The 1970s: The Whitlam Government
During the 1970s, disability care and support services were largely institutionalised, however, this changed rather significantly throughout the decade. Indeed, care shifted from institutions to more community-based care. Then-Prime Minister, Gough Whitlam, proposed a national disability insurance scheme, however, Whitlam later shifted the government’s focus to the implementation of Medicare. Whitlam’s ideas somewhat resembled the basic model, which forms the crux of the current NDIS occupational therapy in Australia today.
It was during this time that social awareness regarding the plight of individuals with disabilities began to grow immensely. The move away from institutionalised care continued to grow, which precipitated the Disability Services Act 1986. The reform provided comprehensive funding and provision of support to those with disabilities.
The 1990s saw the introduction of the 1991 Disability Reform Package. This slightly changed the income support payments provided to those with disabilities, with a view that disadvantaged people should be encouraged to work and contribute to the workforce as much as possible. This concept has formed a major tenet of the NDIS in its current form.
In the same year, the government passed the 1991 Commonwealth-State Disability Agreement (CSDA), which was designed to clarify the responsibilities of state governments in framing policy. This resulted in the federal government being responsible for employment services, while state governments were accountable for providing accommodation and other support services. The following year, the Disability Discrimination Act was passed, which sought to elimination discrimination against people with handicaps.
The 2000s saw a growing need for reform to Australia’s disability sector.
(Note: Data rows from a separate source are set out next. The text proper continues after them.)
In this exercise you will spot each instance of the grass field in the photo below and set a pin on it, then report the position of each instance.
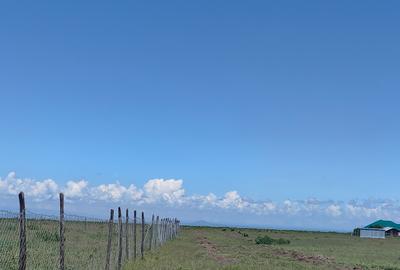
(85, 244)
(217, 248)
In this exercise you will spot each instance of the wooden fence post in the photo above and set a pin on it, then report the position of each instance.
(151, 232)
(142, 243)
(127, 235)
(110, 227)
(62, 230)
(134, 234)
(157, 232)
(22, 233)
(119, 266)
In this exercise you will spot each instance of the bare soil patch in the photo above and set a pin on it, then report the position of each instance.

It was during this time that the Disability Investment Group was created, which made an independent submission to the Australia 2020 Summit led by the Rudd Government. However, the Australian 2020 Summit was largely criticized for its ineffectiveness and inability to take into consideration fewer vocal issues. Having said this, the insights regarding disability reform were then shared with the Productivity Commission.
The 2010s: The creation of the NDIS
In 2011, the Productivity Commission released a report suggesting that disability services required significant reform. This was supported by the Australian Council of Governments in the same year. As a result, the Gilliard Government introduced a bill to formally create the NDIS in late 2012. After several months of critique, the NDIS was officially passed in March 2013. The COAG Disability Reform Council is the main body responsible for monitoring the scheme.
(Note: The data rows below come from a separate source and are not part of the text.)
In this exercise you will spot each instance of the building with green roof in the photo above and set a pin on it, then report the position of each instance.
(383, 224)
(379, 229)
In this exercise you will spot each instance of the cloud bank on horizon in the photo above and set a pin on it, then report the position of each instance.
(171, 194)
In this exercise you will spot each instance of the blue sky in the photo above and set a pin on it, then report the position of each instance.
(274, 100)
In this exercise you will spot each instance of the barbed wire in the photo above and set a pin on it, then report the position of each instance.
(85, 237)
In the 2013 Australian federal budget, the Gilliard Government sought to inject funding to DisabilityCare Australia. However, to pay for this, the Government decided to increase the Medicare Levy from 1.5% to 2%, which prompted some criticism. The Turnbull Government wanted to increase the levy from 2% to 2.5% in 2018, however, the idea was scrapped. In the 2016 federal budget, the Turnbull Government attempted to save funding for the NDIS, totalling more than $2 billion. In July of that year, the NDIS was officially rolled out nationally. As of 31 December 2018, the scheme is benefiting approximately 98 500 people in New South Wales, while 31 238 people are using it for the first time. This is a 6% growth margin from the previous quarter in terms of overall participation.